Treatment with 1,9-nonanediol had no toxicological effects on mortality, clinical signs, functional observation, body weight and body weight gain, food consumption, haematology, blood coagulation and clinical chemistry including thyroid hormones. Macroscopic examination of organs at necropsy including organ weight parameters showed no toxicologically relevant findings. There were no histopathological findings in any organ that could be related to the treatment with the test item. The dose formulation analysis confirmed the nominal concentrations for all dose groups, as measured mean recoveries were in the range of 70-110%. All samples were homogenous, as RSD was below or equal 20%.

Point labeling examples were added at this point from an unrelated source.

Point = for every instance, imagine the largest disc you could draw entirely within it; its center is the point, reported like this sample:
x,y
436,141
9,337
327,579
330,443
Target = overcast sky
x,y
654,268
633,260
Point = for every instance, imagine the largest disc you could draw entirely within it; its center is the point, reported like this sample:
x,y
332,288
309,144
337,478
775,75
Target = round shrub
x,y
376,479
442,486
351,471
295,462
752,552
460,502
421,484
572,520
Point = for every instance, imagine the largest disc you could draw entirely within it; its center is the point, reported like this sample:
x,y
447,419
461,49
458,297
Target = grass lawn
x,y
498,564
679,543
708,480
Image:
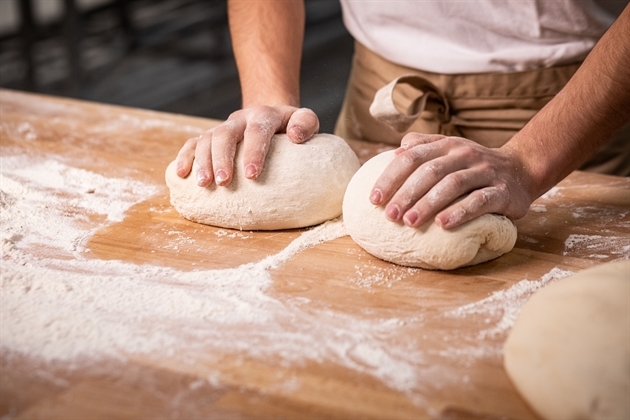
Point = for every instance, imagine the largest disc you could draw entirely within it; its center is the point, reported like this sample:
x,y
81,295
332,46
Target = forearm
x,y
267,39
583,116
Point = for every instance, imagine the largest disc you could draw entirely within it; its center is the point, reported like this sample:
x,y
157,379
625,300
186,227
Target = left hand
x,y
430,172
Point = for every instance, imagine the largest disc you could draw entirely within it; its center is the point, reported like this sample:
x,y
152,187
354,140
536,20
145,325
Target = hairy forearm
x,y
267,39
583,116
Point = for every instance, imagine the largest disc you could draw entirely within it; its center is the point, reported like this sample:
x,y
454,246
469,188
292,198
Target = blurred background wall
x,y
168,55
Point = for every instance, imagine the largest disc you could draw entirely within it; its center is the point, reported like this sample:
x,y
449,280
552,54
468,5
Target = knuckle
x,y
433,170
455,181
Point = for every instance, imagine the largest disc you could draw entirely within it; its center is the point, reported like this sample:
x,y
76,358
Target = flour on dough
x,y
568,353
301,185
427,246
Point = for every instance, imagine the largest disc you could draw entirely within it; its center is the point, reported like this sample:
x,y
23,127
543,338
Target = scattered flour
x,y
506,304
58,305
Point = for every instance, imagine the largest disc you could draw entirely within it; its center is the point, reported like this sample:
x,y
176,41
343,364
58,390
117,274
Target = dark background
x,y
167,55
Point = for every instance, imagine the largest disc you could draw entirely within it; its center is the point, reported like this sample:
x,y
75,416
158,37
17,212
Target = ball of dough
x,y
568,353
427,246
300,185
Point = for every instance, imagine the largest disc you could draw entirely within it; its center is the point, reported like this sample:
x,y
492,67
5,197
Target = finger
x,y
414,139
224,140
398,171
302,125
476,204
427,178
444,193
261,127
203,159
185,157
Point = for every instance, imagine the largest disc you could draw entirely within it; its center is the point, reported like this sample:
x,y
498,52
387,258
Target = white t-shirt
x,y
475,36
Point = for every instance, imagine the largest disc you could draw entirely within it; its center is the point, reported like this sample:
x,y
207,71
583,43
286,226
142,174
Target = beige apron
x,y
384,101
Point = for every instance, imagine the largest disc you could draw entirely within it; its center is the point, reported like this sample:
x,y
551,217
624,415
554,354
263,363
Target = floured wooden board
x,y
114,306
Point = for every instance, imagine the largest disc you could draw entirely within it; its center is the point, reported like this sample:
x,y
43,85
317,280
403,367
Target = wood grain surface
x,y
348,335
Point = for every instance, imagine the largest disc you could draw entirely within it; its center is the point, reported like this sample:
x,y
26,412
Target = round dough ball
x,y
427,246
300,185
568,353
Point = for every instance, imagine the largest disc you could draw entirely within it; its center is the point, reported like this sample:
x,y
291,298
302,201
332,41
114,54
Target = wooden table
x,y
320,331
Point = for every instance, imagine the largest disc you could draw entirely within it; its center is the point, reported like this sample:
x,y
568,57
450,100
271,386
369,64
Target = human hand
x,y
431,172
215,149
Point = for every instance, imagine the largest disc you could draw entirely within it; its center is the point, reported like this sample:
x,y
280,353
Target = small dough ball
x,y
568,353
427,246
300,185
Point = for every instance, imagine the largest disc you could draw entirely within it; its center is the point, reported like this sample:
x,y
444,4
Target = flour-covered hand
x,y
215,149
452,179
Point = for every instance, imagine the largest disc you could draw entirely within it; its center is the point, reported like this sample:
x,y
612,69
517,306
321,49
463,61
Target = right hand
x,y
214,150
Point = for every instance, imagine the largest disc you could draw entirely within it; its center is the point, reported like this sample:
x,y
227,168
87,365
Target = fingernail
x,y
297,133
376,197
251,171
202,177
411,217
443,222
220,176
392,212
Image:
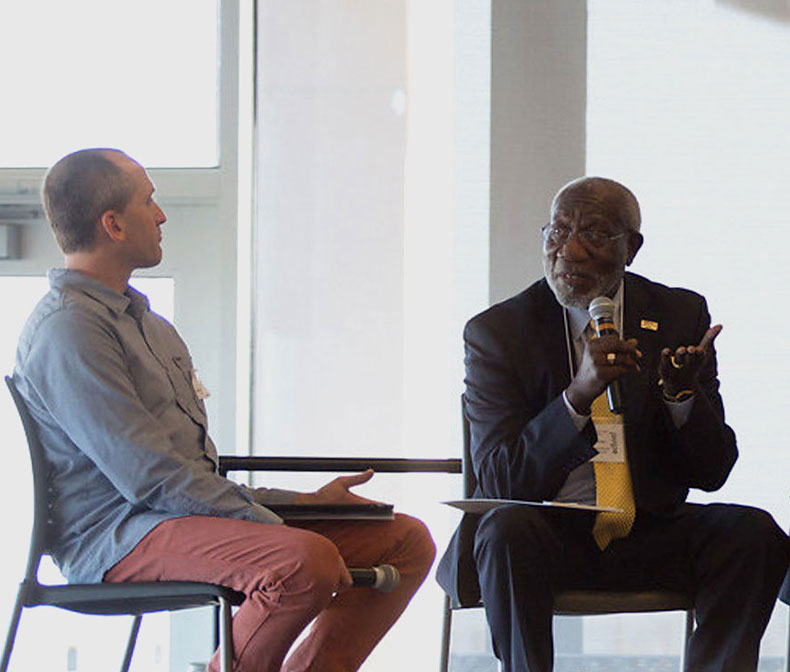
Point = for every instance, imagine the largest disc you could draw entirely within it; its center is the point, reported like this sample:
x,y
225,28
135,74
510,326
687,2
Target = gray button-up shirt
x,y
109,384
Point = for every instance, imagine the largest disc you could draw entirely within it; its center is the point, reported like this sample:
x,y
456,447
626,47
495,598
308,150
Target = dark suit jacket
x,y
523,441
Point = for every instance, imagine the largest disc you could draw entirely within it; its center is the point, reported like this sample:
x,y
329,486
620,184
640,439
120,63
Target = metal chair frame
x,y
574,602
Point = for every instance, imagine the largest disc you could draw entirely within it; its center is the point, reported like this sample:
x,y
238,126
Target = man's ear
x,y
635,241
110,223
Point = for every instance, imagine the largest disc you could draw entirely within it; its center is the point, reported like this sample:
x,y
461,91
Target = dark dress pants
x,y
732,559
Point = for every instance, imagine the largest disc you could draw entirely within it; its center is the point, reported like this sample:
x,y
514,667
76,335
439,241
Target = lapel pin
x,y
649,325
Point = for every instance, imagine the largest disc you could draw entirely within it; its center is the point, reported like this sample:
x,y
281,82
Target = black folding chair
x,y
133,599
573,602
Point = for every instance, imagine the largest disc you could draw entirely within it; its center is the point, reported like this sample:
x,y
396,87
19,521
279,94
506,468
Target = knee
x,y
418,540
754,532
504,525
316,566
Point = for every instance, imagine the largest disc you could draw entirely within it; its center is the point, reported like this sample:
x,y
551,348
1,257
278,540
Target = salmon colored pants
x,y
290,576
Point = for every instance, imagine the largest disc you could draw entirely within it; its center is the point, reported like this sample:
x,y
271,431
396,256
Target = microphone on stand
x,y
383,577
602,313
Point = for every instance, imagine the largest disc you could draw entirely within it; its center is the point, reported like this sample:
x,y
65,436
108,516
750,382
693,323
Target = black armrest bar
x,y
380,464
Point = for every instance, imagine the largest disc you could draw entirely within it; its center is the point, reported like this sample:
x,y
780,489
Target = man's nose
x,y
573,248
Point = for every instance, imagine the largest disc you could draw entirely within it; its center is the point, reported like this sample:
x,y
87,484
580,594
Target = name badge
x,y
611,442
200,390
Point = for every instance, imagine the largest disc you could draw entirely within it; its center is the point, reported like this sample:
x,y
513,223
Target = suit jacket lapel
x,y
550,331
642,320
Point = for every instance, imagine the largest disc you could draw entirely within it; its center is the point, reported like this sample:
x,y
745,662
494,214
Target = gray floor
x,y
588,663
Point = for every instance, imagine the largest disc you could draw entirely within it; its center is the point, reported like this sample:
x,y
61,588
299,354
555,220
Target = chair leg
x,y
686,638
225,637
787,659
13,625
127,658
444,660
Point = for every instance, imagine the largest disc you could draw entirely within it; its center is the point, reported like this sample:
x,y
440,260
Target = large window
x,y
371,247
140,75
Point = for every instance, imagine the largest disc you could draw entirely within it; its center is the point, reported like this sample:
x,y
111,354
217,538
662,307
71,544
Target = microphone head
x,y
601,309
387,578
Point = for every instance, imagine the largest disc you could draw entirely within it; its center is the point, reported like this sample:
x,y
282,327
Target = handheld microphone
x,y
602,313
384,578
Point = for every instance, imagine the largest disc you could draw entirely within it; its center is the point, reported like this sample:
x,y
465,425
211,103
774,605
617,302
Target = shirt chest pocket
x,y
180,372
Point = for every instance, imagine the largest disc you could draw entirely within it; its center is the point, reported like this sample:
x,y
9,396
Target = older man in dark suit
x,y
541,429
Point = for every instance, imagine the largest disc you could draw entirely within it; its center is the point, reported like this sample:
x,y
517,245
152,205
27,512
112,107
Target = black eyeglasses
x,y
557,236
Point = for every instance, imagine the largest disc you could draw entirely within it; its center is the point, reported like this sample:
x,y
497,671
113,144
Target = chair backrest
x,y
470,481
38,463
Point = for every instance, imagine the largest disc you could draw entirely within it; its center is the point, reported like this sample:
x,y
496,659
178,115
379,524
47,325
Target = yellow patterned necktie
x,y
612,485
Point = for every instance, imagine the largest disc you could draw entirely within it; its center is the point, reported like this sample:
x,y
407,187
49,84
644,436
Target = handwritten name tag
x,y
611,442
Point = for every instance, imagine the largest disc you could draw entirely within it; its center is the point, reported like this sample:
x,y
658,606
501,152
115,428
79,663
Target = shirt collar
x,y
579,318
131,301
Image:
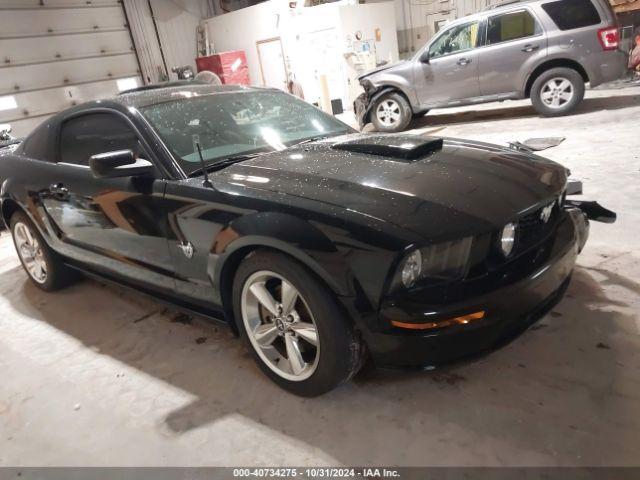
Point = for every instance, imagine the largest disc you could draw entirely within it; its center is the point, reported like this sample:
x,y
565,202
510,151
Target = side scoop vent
x,y
406,148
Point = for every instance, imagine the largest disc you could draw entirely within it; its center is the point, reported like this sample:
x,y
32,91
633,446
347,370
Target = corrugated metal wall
x,y
164,33
56,53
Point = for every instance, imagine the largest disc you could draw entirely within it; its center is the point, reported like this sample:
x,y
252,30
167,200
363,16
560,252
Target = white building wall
x,y
58,53
314,39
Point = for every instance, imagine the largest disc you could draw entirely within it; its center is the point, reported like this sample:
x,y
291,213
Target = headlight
x,y
438,263
412,268
508,238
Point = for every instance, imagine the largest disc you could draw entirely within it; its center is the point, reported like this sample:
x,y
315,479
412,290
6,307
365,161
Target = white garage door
x,y
57,53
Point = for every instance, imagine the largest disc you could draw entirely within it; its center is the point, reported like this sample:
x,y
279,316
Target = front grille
x,y
532,228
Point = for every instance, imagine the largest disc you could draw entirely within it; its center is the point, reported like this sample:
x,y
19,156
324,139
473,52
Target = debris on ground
x,y
182,318
448,378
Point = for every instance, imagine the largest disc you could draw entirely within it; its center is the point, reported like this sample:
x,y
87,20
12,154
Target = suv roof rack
x,y
501,4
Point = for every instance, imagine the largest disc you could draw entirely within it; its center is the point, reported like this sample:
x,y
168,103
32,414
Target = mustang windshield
x,y
231,124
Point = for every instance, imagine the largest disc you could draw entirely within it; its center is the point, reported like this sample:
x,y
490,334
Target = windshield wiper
x,y
225,162
313,139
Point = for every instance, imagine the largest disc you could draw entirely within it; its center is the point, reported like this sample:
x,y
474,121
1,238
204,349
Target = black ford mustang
x,y
317,244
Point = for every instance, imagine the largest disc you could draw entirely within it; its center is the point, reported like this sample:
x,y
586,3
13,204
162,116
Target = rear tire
x,y
391,113
305,345
557,92
44,267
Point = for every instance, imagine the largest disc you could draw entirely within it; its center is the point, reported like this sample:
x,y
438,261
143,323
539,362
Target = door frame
x,y
284,64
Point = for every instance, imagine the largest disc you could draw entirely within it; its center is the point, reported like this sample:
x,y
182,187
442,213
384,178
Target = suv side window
x,y
511,26
570,14
454,40
94,133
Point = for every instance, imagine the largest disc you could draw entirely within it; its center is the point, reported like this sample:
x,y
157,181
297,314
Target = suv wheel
x,y
391,113
297,333
557,92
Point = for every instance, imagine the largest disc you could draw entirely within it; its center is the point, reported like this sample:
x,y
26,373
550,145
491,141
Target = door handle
x,y
59,190
530,48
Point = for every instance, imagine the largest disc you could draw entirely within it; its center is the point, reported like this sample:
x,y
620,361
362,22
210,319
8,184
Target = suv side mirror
x,y
121,163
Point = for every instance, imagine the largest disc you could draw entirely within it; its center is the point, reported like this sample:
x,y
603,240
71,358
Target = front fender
x,y
291,235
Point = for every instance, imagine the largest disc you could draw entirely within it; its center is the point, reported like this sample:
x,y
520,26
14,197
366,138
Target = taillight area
x,y
609,38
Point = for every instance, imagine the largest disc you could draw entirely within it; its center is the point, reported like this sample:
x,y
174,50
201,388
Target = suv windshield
x,y
238,123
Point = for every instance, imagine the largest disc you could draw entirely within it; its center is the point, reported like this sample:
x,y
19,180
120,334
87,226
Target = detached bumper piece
x,y
594,211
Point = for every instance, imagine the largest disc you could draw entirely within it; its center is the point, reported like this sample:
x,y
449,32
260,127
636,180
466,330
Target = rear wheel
x,y
391,113
293,326
557,92
44,267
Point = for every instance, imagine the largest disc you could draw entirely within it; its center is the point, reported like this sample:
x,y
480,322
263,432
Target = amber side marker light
x,y
464,319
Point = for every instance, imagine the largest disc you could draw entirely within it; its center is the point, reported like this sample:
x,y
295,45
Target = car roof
x,y
153,94
493,9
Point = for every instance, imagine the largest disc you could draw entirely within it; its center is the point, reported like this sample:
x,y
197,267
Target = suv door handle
x,y
59,190
530,48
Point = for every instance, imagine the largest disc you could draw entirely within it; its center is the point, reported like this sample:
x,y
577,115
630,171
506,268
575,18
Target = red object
x,y
231,67
609,38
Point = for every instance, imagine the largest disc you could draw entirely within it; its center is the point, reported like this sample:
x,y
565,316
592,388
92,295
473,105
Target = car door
x,y
450,73
115,225
514,43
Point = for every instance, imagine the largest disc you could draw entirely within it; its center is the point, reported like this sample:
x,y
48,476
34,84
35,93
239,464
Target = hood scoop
x,y
406,148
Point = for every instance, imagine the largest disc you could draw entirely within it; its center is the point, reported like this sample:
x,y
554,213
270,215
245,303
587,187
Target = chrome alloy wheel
x,y
280,325
388,113
30,252
557,92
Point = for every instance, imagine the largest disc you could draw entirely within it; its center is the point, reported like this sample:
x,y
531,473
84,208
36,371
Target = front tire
x,y
293,325
557,92
45,267
391,113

Under the conditions of this study, the NOAEL for 1,9-nonanediol following 90 days of oral (via gavage) treatment is deemed to be 1000 mg/kg bw/day (the maximum recommended concentration in accordance with current sub-chronic repeat dose toxicity test guidelines) in the absence of any adverse findings.